In a call with analysts, Kohl's CEO Michelle Gass said the retailer's returns partnership with Amazon continues to deliver "sequential improvement in traffic," according to a transcript from Motley Fool. But, in light of the fourth quarter's flat comps, those traffic spikes haven't meaningfully translated to sales growth, according to a note from Wells Fargo analysts.
Managing costs, and using those savings toward strategic investments, will remain an "intense focus" this year and beyond, Gass said.
As it looks to drive sales, Kohl's is rolling out across the chain a new juniors private label, Vylette, that showed promise after testing last year in 125 stores, Gass said. More private label efforts are in the works, part of a revamp of women's apparel, which remains a weak spot, she added.
Kohl's appears to be taking a page from Target's playbook. The mass merchant in recent years swept away many of its private labels and brand partnerships, introducing new ones that have been key to its recent success.
In addition to the new private label for teens, Kohl's is expanding last year's tie-ups with emerging brands LovePop, Kid Made Modern and Luca + Danni. Those were successful enough to warrant expansion to most stores this year, Gass said.
It's not clear whether the discount department store's emphasis on expense management might interfere with any overhaul of its women's apparel business. And several analysts on Tuesday expressed concern about how much the retailer's agreement to take Amazon returns in all stores is really helping it.
More details on the company's tactics to move the needle in women's apparel will be released at its investors day later in the month, Gass said. Kohl's broader, longer-term fortunes "center on sustainable improvement in Women's, and Digital and concrete signs showing return on the Kohl's Amazon returns partnership," Wedbush analysts led by Jen Redding said in a client note emailed to Retail Dive.
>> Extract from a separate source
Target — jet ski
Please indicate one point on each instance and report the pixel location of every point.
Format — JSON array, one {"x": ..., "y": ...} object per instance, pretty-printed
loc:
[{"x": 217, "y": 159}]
Gass spoke to analysts regarding the company's fourth quarter, when revenue rose 0.1% to $6.8 billion, beating most estimates. Reported net income fell 3% to $265 million, according to a company press release.
Gross margin in the quarter contracted to 32.7% from 33.5%, the company also said. Wedbush analysts noted that promotions have been running higher year over year, with "a sharp spike in inventories."